I know we have some folks working on this too and I'm glad we may have more than one option. Thank you all for putting the effort into these. I just keep raising my hand and waving it around when I hear of some available. 
Thanks all and just let me know when and where to send the check! 
We just got hammered with some snow in the upper elevations.


----------



## willd

Just checking in to see how things are going with this project.   Can't wait to see what you guys get going.


----------



## teledawg

willd said:


> Just checking in to see how things are going with this project.   Can't wait to see what you guys get going.



The design for the UHMW plastic ones is done and off to the plastics CNC shop for a quote. Here is the 3D CAD rendering of the design:


----------



## willd

What kind of life expectancy do you see possible from UHMW?  I know the stuff is super tough but I would like to use my cat in the sand too.


----------



## redsqwrl

Jim VT has a photo of the of the high hour plastic sprockets on my machine.. I have had that machine for 4-6 years. and it was run in summers in AK before coming to ID. it was in Idaho quite a while as well.

the speedo is only showing 1900 ish miles so reality is the amount of miles could be very low.

I am a fan of the plastic.

I would not hesitate on reinstalling them. they are much quieter..

Mike


----------



## JimVT




----------



## Beartooth

I'm with snowsurfer! looking forward to getting these or something on the snowtrac.

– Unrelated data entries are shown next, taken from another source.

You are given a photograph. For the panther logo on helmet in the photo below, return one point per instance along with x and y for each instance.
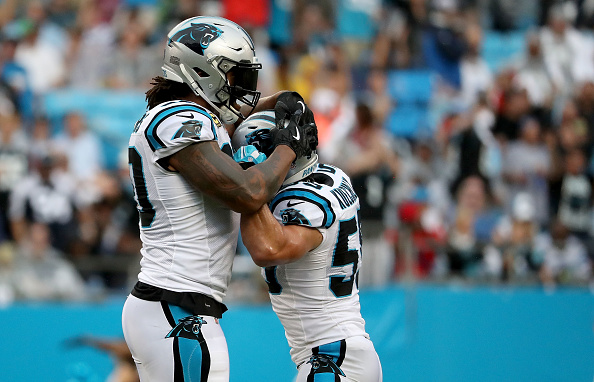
(197, 36)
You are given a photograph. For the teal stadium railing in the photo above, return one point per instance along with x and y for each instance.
(422, 333)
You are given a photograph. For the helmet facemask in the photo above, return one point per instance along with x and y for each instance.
(256, 131)
(216, 58)
(240, 87)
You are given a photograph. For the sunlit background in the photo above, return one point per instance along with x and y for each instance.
(466, 126)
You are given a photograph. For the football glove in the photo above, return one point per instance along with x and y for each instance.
(302, 139)
(287, 105)
(248, 156)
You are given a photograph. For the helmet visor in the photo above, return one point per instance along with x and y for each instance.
(242, 80)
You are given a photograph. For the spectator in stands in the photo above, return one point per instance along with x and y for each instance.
(513, 109)
(40, 140)
(135, 62)
(526, 167)
(40, 271)
(13, 161)
(443, 41)
(574, 131)
(575, 207)
(62, 13)
(511, 256)
(14, 80)
(50, 33)
(367, 157)
(565, 259)
(471, 223)
(91, 49)
(475, 75)
(377, 96)
(563, 49)
(334, 107)
(83, 151)
(43, 63)
(7, 280)
(533, 75)
(45, 196)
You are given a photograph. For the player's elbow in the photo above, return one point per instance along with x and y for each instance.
(265, 257)
(248, 204)
(272, 257)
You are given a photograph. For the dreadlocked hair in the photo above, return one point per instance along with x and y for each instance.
(164, 90)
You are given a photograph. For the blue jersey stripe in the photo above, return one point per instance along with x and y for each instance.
(310, 196)
(151, 132)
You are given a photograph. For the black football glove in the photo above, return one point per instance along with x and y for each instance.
(302, 139)
(288, 104)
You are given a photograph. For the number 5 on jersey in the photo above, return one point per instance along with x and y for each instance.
(144, 205)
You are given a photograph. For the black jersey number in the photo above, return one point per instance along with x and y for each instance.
(145, 207)
(342, 285)
(274, 286)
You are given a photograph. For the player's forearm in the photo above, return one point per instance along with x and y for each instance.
(264, 238)
(214, 173)
(267, 103)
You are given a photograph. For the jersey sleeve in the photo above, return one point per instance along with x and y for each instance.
(176, 128)
(301, 206)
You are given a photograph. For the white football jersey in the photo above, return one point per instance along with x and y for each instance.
(189, 239)
(316, 297)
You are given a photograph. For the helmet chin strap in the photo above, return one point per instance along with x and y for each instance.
(226, 116)
(304, 172)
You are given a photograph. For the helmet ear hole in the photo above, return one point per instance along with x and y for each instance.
(201, 73)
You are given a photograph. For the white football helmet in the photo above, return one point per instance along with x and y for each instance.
(255, 130)
(216, 58)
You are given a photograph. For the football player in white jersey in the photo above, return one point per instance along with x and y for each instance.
(189, 193)
(308, 242)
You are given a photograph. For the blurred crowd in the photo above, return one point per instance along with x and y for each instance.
(494, 186)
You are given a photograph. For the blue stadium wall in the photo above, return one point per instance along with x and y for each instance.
(422, 333)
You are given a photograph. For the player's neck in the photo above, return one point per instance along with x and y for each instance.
(199, 100)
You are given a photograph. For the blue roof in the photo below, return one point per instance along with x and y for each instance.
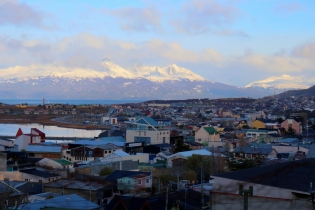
(35, 172)
(43, 148)
(288, 140)
(68, 202)
(147, 121)
(113, 139)
(116, 140)
(120, 174)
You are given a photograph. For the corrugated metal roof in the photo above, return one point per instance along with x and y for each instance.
(147, 120)
(193, 152)
(112, 139)
(67, 202)
(42, 148)
(121, 153)
(63, 162)
(75, 184)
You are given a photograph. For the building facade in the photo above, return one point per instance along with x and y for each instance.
(147, 130)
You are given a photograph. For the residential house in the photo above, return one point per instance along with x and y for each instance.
(145, 129)
(255, 133)
(260, 123)
(267, 138)
(180, 157)
(7, 145)
(283, 181)
(95, 192)
(206, 134)
(44, 151)
(56, 163)
(294, 124)
(253, 151)
(182, 199)
(157, 148)
(84, 153)
(10, 197)
(23, 140)
(140, 181)
(72, 201)
(30, 175)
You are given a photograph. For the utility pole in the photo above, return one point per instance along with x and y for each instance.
(166, 202)
(246, 193)
(177, 180)
(312, 192)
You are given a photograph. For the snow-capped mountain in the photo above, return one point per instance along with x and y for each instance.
(109, 80)
(105, 69)
(285, 82)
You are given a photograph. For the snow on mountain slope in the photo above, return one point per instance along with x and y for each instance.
(282, 82)
(171, 72)
(106, 69)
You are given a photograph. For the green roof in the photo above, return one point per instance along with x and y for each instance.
(211, 130)
(63, 162)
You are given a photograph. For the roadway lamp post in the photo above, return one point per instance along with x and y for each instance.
(201, 179)
(177, 180)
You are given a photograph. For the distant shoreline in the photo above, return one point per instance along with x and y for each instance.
(48, 121)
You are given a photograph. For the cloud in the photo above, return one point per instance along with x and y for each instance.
(199, 16)
(272, 63)
(305, 51)
(19, 14)
(87, 51)
(288, 8)
(137, 19)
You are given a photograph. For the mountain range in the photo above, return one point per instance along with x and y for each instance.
(108, 80)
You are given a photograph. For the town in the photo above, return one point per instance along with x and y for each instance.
(233, 153)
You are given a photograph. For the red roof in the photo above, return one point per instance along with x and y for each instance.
(38, 131)
(19, 133)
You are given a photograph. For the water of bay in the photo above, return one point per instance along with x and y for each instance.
(71, 101)
(50, 131)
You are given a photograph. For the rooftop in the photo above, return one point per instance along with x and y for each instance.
(43, 148)
(35, 172)
(75, 184)
(63, 162)
(63, 202)
(293, 175)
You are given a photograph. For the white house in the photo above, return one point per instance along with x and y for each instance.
(145, 129)
(56, 163)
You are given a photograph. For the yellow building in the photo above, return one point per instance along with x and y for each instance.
(259, 123)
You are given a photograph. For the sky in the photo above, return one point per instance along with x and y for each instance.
(234, 42)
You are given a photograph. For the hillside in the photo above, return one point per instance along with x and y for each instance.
(304, 92)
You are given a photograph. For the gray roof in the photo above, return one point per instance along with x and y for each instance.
(288, 140)
(294, 175)
(41, 148)
(35, 172)
(68, 202)
(147, 121)
(75, 184)
(253, 150)
(311, 151)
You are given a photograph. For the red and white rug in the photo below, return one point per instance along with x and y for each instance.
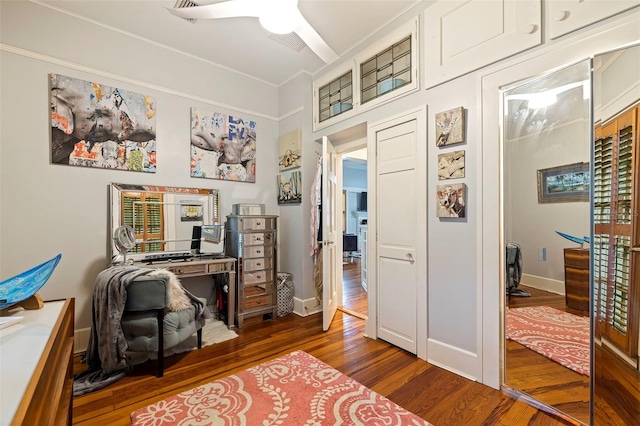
(296, 389)
(558, 335)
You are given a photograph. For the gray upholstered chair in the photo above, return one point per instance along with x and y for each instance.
(146, 312)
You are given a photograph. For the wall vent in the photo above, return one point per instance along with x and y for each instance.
(291, 40)
(186, 3)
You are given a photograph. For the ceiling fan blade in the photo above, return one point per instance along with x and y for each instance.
(225, 9)
(312, 39)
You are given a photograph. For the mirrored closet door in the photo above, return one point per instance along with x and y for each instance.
(546, 156)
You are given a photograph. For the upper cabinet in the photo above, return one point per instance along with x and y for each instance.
(565, 16)
(464, 35)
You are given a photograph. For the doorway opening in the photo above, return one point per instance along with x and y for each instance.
(354, 228)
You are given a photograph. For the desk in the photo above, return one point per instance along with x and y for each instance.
(200, 268)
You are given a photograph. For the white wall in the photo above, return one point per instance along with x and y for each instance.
(463, 256)
(48, 209)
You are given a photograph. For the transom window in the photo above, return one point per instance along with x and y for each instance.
(336, 97)
(386, 71)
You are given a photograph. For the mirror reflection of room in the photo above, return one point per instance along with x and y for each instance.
(546, 137)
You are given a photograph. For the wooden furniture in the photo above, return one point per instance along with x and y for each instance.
(37, 366)
(202, 267)
(576, 278)
(252, 240)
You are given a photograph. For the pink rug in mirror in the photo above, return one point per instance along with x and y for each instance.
(558, 335)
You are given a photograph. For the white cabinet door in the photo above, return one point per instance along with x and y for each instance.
(564, 16)
(464, 35)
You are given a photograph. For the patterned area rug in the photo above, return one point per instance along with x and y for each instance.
(296, 389)
(558, 335)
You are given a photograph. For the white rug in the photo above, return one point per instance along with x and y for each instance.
(214, 331)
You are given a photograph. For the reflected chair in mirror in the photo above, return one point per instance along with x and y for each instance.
(147, 311)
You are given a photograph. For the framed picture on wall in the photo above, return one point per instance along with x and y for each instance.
(563, 184)
(95, 125)
(451, 165)
(290, 188)
(450, 127)
(290, 150)
(222, 146)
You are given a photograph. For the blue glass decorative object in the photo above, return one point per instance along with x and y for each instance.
(23, 286)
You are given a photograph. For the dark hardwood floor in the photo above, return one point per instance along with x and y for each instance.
(540, 377)
(441, 397)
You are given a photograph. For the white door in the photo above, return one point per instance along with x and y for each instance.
(399, 199)
(330, 270)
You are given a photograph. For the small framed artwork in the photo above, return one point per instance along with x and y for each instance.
(451, 200)
(290, 188)
(450, 127)
(564, 183)
(290, 150)
(451, 165)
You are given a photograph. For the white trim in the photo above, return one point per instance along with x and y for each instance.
(95, 71)
(453, 359)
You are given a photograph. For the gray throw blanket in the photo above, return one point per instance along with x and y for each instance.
(105, 356)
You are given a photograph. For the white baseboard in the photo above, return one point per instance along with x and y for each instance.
(306, 307)
(456, 360)
(541, 283)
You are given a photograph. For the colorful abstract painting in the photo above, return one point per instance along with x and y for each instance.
(222, 146)
(290, 150)
(290, 188)
(93, 125)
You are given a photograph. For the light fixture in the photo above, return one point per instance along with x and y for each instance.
(280, 16)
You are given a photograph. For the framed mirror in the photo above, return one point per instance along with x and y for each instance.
(546, 128)
(166, 219)
(616, 237)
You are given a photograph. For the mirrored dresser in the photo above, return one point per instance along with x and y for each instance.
(252, 240)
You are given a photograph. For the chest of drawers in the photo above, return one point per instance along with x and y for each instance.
(252, 240)
(576, 278)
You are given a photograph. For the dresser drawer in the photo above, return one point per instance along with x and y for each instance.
(255, 277)
(577, 258)
(258, 251)
(252, 290)
(256, 224)
(258, 238)
(257, 264)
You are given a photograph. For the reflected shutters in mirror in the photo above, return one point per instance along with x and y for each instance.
(144, 213)
(164, 217)
(615, 218)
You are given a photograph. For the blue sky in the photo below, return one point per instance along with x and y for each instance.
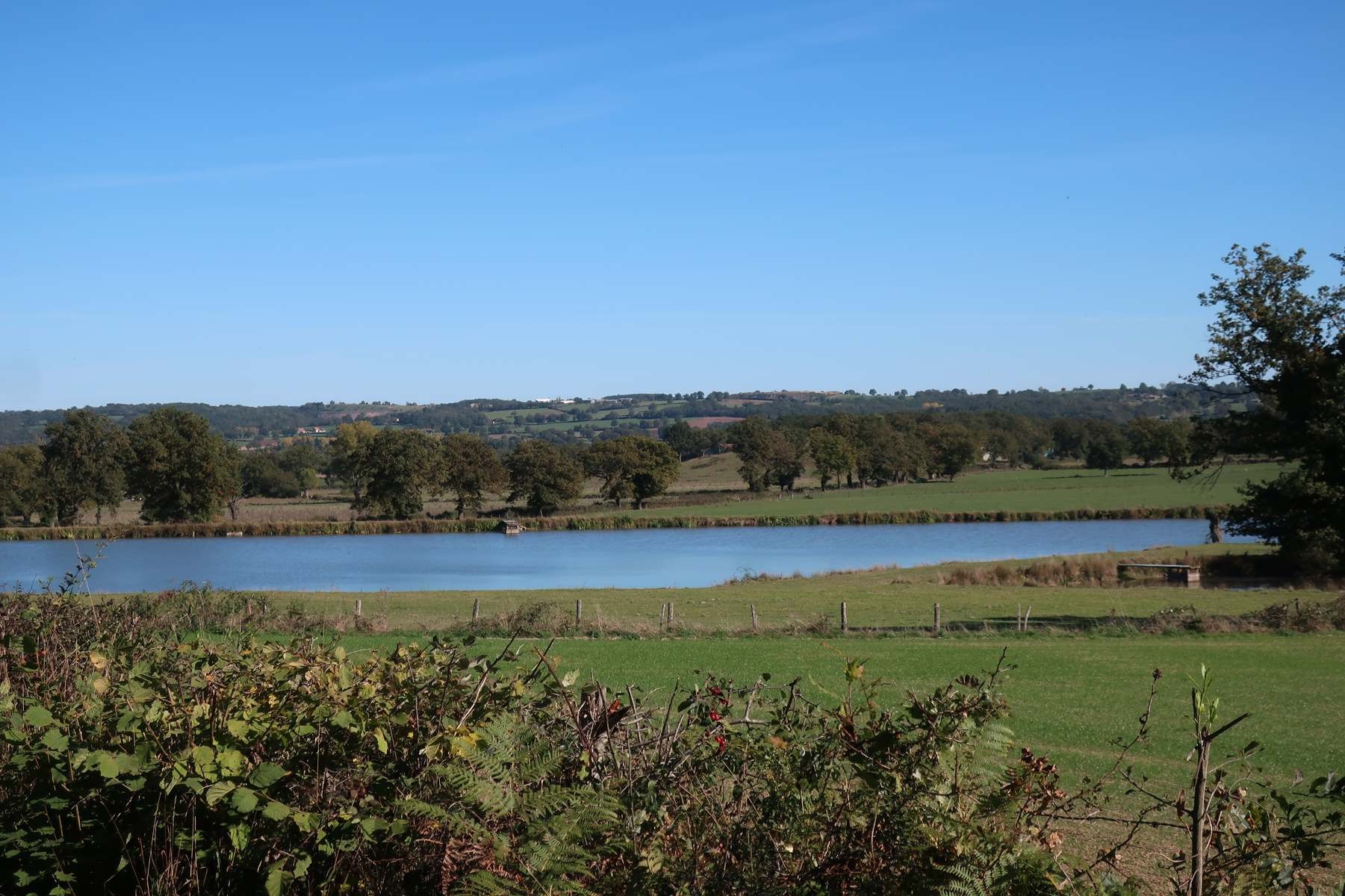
(272, 203)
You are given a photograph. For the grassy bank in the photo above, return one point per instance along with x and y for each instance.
(886, 597)
(1034, 491)
(982, 497)
(574, 523)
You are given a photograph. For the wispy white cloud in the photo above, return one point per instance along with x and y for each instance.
(479, 70)
(782, 47)
(574, 108)
(567, 109)
(782, 43)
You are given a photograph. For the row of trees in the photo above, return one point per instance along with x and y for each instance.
(876, 449)
(182, 471)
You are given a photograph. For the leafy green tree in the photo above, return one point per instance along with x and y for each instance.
(685, 441)
(542, 475)
(611, 461)
(633, 467)
(1284, 345)
(1106, 447)
(181, 470)
(349, 458)
(951, 449)
(654, 470)
(263, 476)
(302, 461)
(783, 455)
(84, 463)
(404, 464)
(471, 468)
(751, 441)
(885, 454)
(22, 483)
(833, 455)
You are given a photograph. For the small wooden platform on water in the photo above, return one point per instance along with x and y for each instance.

It is ashame, as i have the tracks all apart too.


----------



## Cidertom

I can see where the plastic might work with the two band system where there is a drum to take the side loading.  I would worry about having the same type on a three band like mine where there is no drum.
 Still haven't seen price and delivery from a foundry for 4 sprockets for a 3 band.  Just a lot of maybe...

CT


----------



## Av8r3400

Just spit-balling here, but would a harder aluminum work, say a 6061 or something?

Or have them hard anodized?


----------



## Cidertom

Av8r3400 said:


> Just spit-balling here, but would a harder aluminum work, say a 6061 or something?
> 
> Or have them hard anodized?



I don't know, but like the uhmw plastic, if you were willing to trade years vs season, I would think it would work OK.  If I thought that sandcast playdough would work, I would be willing to give it a try.  I need /now/ and replace in couple of years OK, vs someday have "right parts".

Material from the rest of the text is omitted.